The search for the right algorithm
Once I had the embeddings, I needed a way to search them efficiently. I explored Hierarchical Navigable Small World (HNSW) and Locality-Sensitive Hashing (LSH). Both are designed to scale efficiently with large datasets and offer sub-linear time complexity. However, while the latency of these methods was more than acceptable, the recall was where things fell short. The probabilistic nature of LSH and the hierarchical layering in HNSW led to inconsistencies in retrieving the most relevant results.
Since the chat-bot needed to consistently provide meaningful responses, high recall was a non-negotiable requirement. So, I pivoted to a simpler but highly optimized brute-force approach, which gave me full control over the search accuracy.
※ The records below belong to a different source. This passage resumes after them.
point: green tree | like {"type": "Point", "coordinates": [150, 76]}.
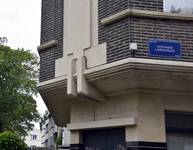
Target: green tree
{"type": "Point", "coordinates": [18, 79]}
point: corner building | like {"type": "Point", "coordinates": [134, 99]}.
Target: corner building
{"type": "Point", "coordinates": [118, 73]}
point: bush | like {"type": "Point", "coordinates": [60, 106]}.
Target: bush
{"type": "Point", "coordinates": [10, 141]}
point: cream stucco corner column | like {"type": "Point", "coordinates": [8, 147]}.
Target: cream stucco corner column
{"type": "Point", "coordinates": [150, 129]}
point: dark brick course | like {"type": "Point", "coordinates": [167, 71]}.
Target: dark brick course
{"type": "Point", "coordinates": [119, 34]}
{"type": "Point", "coordinates": [143, 29]}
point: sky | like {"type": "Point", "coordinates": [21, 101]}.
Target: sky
{"type": "Point", "coordinates": [178, 4]}
{"type": "Point", "coordinates": [20, 23]}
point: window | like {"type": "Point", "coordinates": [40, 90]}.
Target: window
{"type": "Point", "coordinates": [33, 136]}
{"type": "Point", "coordinates": [179, 6]}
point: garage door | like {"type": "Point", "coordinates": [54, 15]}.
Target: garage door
{"type": "Point", "coordinates": [108, 139]}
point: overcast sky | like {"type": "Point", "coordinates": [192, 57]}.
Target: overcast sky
{"type": "Point", "coordinates": [178, 4]}
{"type": "Point", "coordinates": [20, 23]}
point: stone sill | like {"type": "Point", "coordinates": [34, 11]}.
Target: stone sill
{"type": "Point", "coordinates": [145, 13]}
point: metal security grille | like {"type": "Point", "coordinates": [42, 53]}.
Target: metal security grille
{"type": "Point", "coordinates": [108, 139]}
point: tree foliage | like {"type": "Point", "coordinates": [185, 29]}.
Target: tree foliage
{"type": "Point", "coordinates": [10, 141]}
{"type": "Point", "coordinates": [18, 79]}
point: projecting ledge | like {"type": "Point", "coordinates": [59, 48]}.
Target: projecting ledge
{"type": "Point", "coordinates": [132, 121]}
{"type": "Point", "coordinates": [144, 13]}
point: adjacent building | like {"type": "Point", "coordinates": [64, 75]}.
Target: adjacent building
{"type": "Point", "coordinates": [118, 73]}
{"type": "Point", "coordinates": [51, 133]}
{"type": "Point", "coordinates": [34, 138]}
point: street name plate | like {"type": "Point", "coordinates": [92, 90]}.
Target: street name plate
{"type": "Point", "coordinates": [164, 48]}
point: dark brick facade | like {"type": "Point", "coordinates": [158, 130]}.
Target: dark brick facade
{"type": "Point", "coordinates": [117, 35]}
{"type": "Point", "coordinates": [143, 29]}
{"type": "Point", "coordinates": [139, 30]}
{"type": "Point", "coordinates": [51, 29]}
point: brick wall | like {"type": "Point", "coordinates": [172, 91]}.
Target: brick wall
{"type": "Point", "coordinates": [119, 34]}
{"type": "Point", "coordinates": [51, 29]}
{"type": "Point", "coordinates": [143, 29]}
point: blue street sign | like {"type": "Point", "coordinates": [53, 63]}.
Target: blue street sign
{"type": "Point", "coordinates": [164, 48]}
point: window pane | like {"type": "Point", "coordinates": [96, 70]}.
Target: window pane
{"type": "Point", "coordinates": [179, 6]}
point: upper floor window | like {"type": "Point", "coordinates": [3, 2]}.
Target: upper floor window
{"type": "Point", "coordinates": [33, 136]}
{"type": "Point", "coordinates": [179, 6]}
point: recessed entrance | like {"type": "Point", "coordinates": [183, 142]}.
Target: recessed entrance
{"type": "Point", "coordinates": [106, 139]}
{"type": "Point", "coordinates": [179, 131]}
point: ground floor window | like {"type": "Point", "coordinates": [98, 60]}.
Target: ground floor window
{"type": "Point", "coordinates": [179, 131]}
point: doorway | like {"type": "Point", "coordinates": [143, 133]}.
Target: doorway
{"type": "Point", "coordinates": [179, 131]}
{"type": "Point", "coordinates": [105, 139]}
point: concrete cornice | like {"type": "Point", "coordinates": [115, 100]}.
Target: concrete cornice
{"type": "Point", "coordinates": [47, 45]}
{"type": "Point", "coordinates": [137, 63]}
{"type": "Point", "coordinates": [103, 124]}
{"type": "Point", "coordinates": [119, 67]}
{"type": "Point", "coordinates": [144, 13]}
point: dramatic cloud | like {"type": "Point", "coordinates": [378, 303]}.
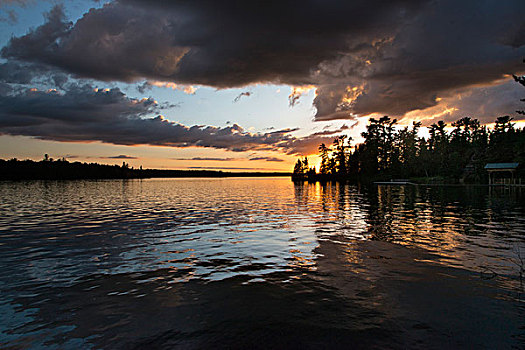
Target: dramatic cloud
{"type": "Point", "coordinates": [268, 159]}
{"type": "Point", "coordinates": [82, 113]}
{"type": "Point", "coordinates": [374, 56]}
{"type": "Point", "coordinates": [483, 103]}
{"type": "Point", "coordinates": [246, 93]}
{"type": "Point", "coordinates": [228, 159]}
{"type": "Point", "coordinates": [122, 156]}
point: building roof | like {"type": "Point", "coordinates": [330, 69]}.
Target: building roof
{"type": "Point", "coordinates": [494, 166]}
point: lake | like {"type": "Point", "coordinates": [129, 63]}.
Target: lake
{"type": "Point", "coordinates": [259, 263]}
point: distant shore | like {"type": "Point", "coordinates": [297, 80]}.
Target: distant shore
{"type": "Point", "coordinates": [62, 169]}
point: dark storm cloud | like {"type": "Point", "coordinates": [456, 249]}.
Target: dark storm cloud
{"type": "Point", "coordinates": [373, 56]}
{"type": "Point", "coordinates": [482, 103]}
{"type": "Point", "coordinates": [82, 113]}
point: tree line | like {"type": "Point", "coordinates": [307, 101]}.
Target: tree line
{"type": "Point", "coordinates": [389, 152]}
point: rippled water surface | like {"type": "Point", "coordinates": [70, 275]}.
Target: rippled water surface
{"type": "Point", "coordinates": [259, 263]}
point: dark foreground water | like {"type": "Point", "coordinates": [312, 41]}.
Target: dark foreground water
{"type": "Point", "coordinates": [259, 263]}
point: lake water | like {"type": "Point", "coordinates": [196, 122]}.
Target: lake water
{"type": "Point", "coordinates": [259, 263]}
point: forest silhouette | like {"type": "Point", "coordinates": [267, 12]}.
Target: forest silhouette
{"type": "Point", "coordinates": [387, 152]}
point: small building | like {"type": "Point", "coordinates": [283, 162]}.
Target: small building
{"type": "Point", "coordinates": [502, 173]}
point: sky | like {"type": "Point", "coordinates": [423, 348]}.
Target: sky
{"type": "Point", "coordinates": [244, 86]}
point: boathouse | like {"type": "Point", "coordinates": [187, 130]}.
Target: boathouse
{"type": "Point", "coordinates": [502, 173]}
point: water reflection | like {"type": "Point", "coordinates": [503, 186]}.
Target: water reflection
{"type": "Point", "coordinates": [258, 263]}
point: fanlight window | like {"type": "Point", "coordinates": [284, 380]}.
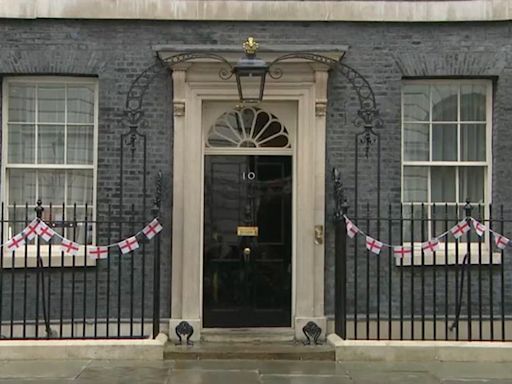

It might sound counterintuitive, but with careful optimizations, brute-force wasn’t the naive choice. Using one of my other libraries, kelindar/gocc, I generated highly optimized Go assembly from C code and incorporated SIMD operations. The result? Comparisons were performed in just ~30 nanoseconds per pair of embeddings, scaling linearly with dataset size.
Speeding up similarity
One bottleneck that emerged (in my head) was calculating cosine distance. While 30 nanoseconds seems good enough, there was more CPU cycles left on the table. To further optimize, I pre-normalized the vectors, turning cosine distance calculations into simple dot products. This reduced computation time by roughly 3x, significantly boosting overall responsiveness. As per my last benchmark a SIMD optimized dot product took around 8 nanoseconds
on my machine, using AVX-2 instruction set.
Final thoughts
The journey of building this library taught me that sometimes simpler solutions, when well-optimized, can outperform more complex algorithms. Returning to a brute-force approach with targeted optimizations met the specific needs of my chat-bot while ensuring high recall and low latency. While this library isn’t designed for massive datasets or advanced query operations, it excels at providing accurate and fast semantic search within its intended scope.
Next steps? I still think there’s room for improvement in the basic brute force search by quantizing the embeddings and perhaps using a more sophisticated indexing structure. But for now, I’m happy with the results.